# 3de International Bulldog Show Belgium



## Red&BlackPitsKennel (Feb 15, 2007)




----------



## cane76 (Aug 16, 2006)

Looks like a fun show,i like the events.Something similar in a america[usa] would be fun!


----------



## RonnyMc "Jaymo's Dad" (Aug 7, 2008)

Looks like crazy fun. this thread reminded me of this video... cool stuff. 

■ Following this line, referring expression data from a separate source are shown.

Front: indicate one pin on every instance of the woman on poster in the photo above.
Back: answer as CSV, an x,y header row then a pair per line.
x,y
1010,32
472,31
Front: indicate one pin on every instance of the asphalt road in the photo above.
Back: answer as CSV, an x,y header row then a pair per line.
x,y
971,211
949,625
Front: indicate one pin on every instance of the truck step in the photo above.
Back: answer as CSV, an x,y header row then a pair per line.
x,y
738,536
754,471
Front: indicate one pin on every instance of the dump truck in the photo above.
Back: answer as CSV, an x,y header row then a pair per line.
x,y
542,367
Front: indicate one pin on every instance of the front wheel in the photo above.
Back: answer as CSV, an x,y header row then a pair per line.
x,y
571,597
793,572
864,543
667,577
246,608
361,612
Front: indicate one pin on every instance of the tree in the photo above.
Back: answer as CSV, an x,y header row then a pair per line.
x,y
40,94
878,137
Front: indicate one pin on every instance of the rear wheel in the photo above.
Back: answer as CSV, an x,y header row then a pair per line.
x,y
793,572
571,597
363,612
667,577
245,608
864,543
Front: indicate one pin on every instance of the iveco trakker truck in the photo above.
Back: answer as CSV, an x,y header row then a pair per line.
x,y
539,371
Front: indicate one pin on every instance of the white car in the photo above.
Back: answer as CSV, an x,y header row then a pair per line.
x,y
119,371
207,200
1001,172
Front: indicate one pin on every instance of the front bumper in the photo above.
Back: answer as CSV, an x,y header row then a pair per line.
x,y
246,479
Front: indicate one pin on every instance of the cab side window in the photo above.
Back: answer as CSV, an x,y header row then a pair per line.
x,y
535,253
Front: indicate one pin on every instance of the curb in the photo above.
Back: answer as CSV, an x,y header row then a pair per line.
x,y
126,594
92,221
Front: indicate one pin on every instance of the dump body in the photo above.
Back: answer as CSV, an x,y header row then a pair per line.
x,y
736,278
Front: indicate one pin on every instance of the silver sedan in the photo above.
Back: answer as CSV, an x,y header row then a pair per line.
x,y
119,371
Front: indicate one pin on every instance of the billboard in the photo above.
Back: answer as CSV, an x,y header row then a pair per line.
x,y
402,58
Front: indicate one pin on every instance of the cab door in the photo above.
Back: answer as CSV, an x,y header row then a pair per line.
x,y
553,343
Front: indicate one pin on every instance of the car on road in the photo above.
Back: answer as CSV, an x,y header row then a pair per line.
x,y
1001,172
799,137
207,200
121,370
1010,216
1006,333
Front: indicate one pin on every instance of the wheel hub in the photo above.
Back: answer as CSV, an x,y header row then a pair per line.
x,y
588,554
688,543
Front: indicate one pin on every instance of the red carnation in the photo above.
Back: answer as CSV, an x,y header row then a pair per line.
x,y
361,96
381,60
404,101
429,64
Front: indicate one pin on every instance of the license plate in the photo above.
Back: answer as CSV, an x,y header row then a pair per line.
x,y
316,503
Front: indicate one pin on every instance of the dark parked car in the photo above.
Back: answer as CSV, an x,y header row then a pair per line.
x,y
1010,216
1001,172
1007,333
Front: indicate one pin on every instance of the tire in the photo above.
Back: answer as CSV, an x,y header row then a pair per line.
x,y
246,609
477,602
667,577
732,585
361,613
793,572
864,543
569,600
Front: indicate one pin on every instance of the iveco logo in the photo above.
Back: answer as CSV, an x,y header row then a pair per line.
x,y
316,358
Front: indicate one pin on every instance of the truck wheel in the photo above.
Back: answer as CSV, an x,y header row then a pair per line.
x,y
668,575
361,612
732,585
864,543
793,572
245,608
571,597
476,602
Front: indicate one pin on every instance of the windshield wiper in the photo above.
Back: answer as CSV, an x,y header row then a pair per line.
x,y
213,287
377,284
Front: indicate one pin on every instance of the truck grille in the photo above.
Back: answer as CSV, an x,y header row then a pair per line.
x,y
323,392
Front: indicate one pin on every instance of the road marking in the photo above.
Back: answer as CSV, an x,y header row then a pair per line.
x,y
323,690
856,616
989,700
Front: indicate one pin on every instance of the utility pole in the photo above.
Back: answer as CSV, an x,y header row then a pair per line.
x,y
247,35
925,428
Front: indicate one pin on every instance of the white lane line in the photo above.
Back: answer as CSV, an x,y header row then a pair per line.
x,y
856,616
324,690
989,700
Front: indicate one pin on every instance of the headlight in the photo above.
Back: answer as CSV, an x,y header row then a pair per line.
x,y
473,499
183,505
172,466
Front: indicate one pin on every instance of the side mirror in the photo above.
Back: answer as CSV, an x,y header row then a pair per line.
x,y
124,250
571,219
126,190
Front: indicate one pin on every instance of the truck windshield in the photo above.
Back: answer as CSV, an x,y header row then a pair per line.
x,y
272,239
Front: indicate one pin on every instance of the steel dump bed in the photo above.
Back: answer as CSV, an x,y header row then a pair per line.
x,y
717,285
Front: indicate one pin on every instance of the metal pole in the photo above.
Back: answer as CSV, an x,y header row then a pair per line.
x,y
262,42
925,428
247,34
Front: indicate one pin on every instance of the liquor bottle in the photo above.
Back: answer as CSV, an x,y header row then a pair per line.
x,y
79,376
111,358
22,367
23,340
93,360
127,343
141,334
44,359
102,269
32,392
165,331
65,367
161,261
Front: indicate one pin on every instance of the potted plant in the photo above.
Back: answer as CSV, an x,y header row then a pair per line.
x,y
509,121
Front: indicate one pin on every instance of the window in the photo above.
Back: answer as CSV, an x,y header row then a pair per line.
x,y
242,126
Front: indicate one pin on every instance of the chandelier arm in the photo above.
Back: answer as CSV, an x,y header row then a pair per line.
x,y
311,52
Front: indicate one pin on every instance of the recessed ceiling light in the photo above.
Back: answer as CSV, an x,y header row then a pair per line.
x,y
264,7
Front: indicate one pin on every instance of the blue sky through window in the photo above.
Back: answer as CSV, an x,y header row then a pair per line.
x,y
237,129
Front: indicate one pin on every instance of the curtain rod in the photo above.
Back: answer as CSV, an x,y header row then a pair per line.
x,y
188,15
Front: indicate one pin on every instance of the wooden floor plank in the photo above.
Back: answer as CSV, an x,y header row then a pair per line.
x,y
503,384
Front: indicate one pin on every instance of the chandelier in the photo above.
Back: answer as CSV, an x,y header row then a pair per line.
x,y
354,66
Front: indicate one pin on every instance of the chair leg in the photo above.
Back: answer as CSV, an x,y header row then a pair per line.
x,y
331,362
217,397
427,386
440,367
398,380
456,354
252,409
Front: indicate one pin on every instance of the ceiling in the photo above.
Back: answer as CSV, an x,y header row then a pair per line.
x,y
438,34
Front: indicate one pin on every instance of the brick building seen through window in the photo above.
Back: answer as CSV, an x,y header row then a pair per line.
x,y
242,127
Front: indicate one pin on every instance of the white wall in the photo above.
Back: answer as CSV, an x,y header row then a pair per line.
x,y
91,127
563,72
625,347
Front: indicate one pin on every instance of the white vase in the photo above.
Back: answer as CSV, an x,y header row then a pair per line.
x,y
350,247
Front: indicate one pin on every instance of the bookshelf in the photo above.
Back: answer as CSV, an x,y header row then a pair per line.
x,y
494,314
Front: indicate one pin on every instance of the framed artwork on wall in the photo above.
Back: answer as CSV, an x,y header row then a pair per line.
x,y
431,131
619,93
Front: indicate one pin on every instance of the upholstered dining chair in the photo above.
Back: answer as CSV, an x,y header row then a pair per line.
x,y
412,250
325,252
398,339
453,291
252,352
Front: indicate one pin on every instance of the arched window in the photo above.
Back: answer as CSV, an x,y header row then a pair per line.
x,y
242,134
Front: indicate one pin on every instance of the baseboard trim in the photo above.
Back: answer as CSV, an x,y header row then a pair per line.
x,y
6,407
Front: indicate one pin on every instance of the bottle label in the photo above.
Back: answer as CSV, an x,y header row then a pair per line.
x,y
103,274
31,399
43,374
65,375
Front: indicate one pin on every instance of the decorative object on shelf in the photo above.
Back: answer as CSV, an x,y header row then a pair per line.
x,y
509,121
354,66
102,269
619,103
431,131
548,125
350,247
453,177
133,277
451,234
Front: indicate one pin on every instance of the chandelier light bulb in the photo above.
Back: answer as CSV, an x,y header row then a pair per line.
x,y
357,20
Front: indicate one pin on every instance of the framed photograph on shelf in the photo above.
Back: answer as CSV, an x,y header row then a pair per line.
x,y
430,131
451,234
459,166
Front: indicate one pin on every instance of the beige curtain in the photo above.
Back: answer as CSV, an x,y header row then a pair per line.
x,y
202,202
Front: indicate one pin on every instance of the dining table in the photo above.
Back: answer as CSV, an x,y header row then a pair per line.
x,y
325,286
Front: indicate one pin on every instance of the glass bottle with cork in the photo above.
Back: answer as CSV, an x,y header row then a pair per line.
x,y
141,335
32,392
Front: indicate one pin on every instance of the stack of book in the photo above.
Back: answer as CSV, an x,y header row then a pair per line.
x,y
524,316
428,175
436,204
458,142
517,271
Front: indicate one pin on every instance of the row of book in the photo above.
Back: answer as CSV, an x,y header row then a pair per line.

I'm sure everyone has seen that before, but just in case.


----------



## dan'sgrizz (Oct 22, 2008)

DAMN THAT IS SICK! The states needs a working pit bull show!


----------



## Red&BlackPitsKennel (Feb 15, 2007)

yes it is very funny
all people stay for camping on the show for 3 day's
we make party all the weekend.
you guy's must come over here


----------



## BedlamBully (Jun 6, 2008)

Looks like fun. I would LOVE to make it to a show out that way it would be a BLAST, its so far though, would probably stress the dogs.


----------



## Red&BlackPitsKennel (Feb 15, 2007)

i go to shows for 4 day's i'm gone from home and do about 4000 km in 1 weekend.


----------



## BedlamBully (Jun 6, 2008)

yeah DRIVING isn't such an issue I can stop and let the dogs out, but from the states we'd have to fly and thats a lot of hours stuck in the cargo belly of a plane lol


----------



## dan'sgrizz (Oct 22, 2008)

yah i hate riding in the cargo belly while the dogs sit up there in first class....sippin champagne. fat cats.


----------



## Nizmo (Jan 15, 2009)

sick video


----------